Hormis le bloc moteur de 1954, tout a été repensé et reconstruit sur ce custom franchement original

Où nous voulions vous parler de cette dernière création Heiwa sur base de Triumph ancienne - une de ses spécialités - très aboutie et super léchée. Oh oui, certains puristes “anglophilomotocyclistes” crieront peut-être à l'outrage en voyant cette Seven Star 7, ainsi baptisée par son créateur ! Mais rappelons tout de même que les blocs Triumph de ces générations et des suivantes ont été très souvent la base de constructions les plus diverses et les plus esthétiques qui soient. Un beau moteur, ça fait l'essentiel d'une moto et vouloir lui offrir un écrin particulier. .. eh bien ce n'est pas un crime. Plutôt un hommage, une recréation.

Quand Kimurasan apprend que le thème du salon Yokohama de 2022 est placé sous le signe de la paix, la traduction de Heiwa, il n'hésite plus et se lance dans le concours Mooneyes Show. Dans l'atelier traîne une revue technique anglaise de chez Haynes - un éditeur incontournable pour les amateurs de boîtes à chagrin - sur la 6T Triumph. Elle l'inspire et il décide de retenir cette base pour son projet. Déniche une occasion en très moyen état et relève ses manches. Tout d'abord, il repense le cadre, ne conservant que la ligne générale, et utilise des tubes un peu moins “souples” que ceux d'origine. La boucle arrière est redessinée afin de donner à sa future Seven Star 7 une ligne très horizontale et plus basse que celle d'origine. Pour faire reposer ce cadre, il opte pour une fourche italienne Paioli raccourcie et invente un bras oscillant en aluminium, plus long et de section carrée. Sur lequel il place deux amortisseurs dont la fixation supérieure est placée à la jonction du cadre et de la boucle arrière. Les deux éléments suspenseurs proviennent de chez MDI à Taïwan et sont aux mesures demandées. La fourche, quant à elle, est installée sur une paire de tés en alliage taillés dans la masse et choisit le parti de l'étroitesse. Un leitmotiv présent sur l'ensemble de la moto. Des moyeux sont usinés dans une tendance minimaliste et les jantes, laquées de noir, sont en 18 pouces de diamètre. Deux disques de frein, de provenance non précisée mais carrément d'un diamètre symbolique, sont retenus. Ce qui dégage clairement la vue sur ces roues à l'ancienne, chaussées de pneus Continental vintage.
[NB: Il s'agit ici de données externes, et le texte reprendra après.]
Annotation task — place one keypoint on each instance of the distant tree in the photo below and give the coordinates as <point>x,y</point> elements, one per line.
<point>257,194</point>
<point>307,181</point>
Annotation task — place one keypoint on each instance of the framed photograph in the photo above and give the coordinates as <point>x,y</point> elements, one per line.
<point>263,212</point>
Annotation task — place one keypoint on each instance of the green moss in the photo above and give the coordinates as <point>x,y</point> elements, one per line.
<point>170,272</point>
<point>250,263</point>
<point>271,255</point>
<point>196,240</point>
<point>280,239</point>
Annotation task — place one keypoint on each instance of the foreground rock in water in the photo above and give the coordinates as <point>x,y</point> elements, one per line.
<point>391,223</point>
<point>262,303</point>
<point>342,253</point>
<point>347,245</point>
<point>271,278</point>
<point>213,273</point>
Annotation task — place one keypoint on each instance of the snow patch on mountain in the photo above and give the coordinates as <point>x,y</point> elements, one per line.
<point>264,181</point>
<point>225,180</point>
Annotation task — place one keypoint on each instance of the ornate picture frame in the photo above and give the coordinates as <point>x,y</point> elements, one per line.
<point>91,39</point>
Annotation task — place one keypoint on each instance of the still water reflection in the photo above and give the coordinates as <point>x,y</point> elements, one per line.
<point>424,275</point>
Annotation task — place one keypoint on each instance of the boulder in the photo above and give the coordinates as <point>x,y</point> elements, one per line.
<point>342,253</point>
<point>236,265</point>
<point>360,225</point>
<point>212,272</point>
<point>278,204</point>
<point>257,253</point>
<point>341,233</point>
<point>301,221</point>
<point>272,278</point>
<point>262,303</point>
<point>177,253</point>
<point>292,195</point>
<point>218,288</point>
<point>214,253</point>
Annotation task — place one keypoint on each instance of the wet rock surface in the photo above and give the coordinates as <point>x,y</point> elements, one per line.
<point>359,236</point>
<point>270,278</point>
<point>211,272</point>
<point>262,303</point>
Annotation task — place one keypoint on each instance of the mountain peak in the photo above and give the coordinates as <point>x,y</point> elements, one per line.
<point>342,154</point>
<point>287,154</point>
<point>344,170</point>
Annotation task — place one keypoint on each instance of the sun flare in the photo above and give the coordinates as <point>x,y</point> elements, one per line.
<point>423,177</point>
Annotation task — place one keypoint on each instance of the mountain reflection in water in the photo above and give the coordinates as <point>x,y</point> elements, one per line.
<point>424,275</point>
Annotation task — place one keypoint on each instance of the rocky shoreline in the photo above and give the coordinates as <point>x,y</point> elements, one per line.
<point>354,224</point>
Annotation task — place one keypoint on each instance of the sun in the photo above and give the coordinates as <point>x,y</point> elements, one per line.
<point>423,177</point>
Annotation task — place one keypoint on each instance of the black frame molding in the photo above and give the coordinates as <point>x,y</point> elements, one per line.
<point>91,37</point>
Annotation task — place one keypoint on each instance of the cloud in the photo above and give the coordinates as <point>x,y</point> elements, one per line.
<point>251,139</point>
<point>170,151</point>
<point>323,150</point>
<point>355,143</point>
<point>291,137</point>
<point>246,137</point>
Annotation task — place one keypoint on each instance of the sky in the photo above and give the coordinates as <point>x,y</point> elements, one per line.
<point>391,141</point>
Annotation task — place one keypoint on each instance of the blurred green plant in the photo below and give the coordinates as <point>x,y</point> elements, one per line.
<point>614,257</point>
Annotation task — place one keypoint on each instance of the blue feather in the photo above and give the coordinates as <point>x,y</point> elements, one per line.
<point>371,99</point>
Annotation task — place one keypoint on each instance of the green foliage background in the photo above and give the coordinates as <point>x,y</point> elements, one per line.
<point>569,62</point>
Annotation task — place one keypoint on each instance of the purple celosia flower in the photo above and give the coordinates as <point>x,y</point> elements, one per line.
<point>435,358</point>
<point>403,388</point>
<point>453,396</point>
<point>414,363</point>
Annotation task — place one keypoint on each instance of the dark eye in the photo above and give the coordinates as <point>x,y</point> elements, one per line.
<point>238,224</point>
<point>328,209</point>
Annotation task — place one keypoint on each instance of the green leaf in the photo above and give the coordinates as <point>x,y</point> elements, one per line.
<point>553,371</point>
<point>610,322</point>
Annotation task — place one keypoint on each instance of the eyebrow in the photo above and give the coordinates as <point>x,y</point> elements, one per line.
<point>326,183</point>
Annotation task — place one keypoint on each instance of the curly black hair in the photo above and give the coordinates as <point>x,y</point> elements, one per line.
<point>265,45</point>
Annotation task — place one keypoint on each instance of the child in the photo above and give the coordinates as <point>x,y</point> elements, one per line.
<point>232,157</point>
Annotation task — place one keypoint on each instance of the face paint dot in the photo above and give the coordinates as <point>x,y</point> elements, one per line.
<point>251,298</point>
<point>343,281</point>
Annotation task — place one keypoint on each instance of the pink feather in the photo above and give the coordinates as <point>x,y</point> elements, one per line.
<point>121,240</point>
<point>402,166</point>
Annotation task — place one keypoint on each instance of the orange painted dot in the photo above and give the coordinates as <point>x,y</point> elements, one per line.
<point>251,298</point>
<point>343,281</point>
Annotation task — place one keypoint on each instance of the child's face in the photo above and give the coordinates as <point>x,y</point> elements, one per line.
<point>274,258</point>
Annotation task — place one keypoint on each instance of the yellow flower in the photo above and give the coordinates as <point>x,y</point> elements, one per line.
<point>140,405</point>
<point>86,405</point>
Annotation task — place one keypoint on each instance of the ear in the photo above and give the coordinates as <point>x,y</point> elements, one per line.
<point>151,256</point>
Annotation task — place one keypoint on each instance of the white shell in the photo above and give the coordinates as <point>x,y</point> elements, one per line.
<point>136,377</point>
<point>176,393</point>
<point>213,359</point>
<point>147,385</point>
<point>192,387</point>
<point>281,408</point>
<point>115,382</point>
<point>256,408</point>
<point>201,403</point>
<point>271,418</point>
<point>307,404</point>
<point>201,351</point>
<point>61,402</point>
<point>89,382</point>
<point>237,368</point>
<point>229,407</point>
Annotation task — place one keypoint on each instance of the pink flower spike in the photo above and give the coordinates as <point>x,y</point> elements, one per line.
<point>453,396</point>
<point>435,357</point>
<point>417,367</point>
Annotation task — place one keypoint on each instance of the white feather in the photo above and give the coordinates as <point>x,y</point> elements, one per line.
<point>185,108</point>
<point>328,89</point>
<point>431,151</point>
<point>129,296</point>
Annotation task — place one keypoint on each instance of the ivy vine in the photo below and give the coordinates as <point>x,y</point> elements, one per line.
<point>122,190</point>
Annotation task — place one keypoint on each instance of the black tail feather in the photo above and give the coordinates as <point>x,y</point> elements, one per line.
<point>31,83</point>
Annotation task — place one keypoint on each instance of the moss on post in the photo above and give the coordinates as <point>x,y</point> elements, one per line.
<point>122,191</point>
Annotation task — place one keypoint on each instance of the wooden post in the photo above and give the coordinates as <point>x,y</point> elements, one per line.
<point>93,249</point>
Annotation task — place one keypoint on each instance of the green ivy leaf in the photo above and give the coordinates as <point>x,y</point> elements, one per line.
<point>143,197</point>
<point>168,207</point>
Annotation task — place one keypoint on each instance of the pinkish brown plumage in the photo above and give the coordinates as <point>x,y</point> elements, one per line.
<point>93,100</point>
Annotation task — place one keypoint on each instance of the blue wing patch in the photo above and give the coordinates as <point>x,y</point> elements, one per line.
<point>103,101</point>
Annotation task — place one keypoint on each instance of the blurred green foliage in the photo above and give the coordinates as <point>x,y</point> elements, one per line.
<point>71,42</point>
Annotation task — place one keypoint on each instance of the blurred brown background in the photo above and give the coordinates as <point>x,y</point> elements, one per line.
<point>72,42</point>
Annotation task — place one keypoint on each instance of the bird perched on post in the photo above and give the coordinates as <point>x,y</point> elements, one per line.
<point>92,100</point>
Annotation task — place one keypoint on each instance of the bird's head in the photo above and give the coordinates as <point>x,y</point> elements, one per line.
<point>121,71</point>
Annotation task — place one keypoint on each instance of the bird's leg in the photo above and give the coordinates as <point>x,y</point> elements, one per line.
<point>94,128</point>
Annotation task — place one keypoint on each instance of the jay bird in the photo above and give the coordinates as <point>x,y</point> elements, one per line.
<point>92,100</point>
L'ensemble réservoir et selle-dosseret est à lui seul un petit monument de formage. Effectué à la pogne et durant de longues heures pour offrir une silhouette extraordinairement fine et sensuelle. Au passage, une ligne épargnée par la couleur - une laque jaune moutarde que les Dijonnais ne snoberaient pas - sur le bas de ces deux éléments sera polie ensuite. Une sellerie en cuir noir surpiqué de jaune servira de “coussin” pour le pilote. Le poste de pilotage ne s'encombre pas de fioritures inutiles. Un guidon drag bar serré sur deux pontets très proches du té supérieur, une plaque d'alliage poli pour accueillir un compteur rétro de chez Motogadget, la messe est dite. Comme il faut bien rouler de nuit à l'occasion, un phare rectangulaire prend place dans un habillage formé en alliage et sur la partie arrière, un simple lumignon intégré dans le dosseret se charge de signaler l'engin à ses suiveurs. On ne peut pas oublier que nos futurs contrôleurs techniques de motos pourraient bien s'arracher les cheveux s'ils tombaient sur une bécane pareille chez nous. Mais bon, au Japon, le contrôle technique. .. ça n'a pas l'air d'être leur souci. Heureux pays !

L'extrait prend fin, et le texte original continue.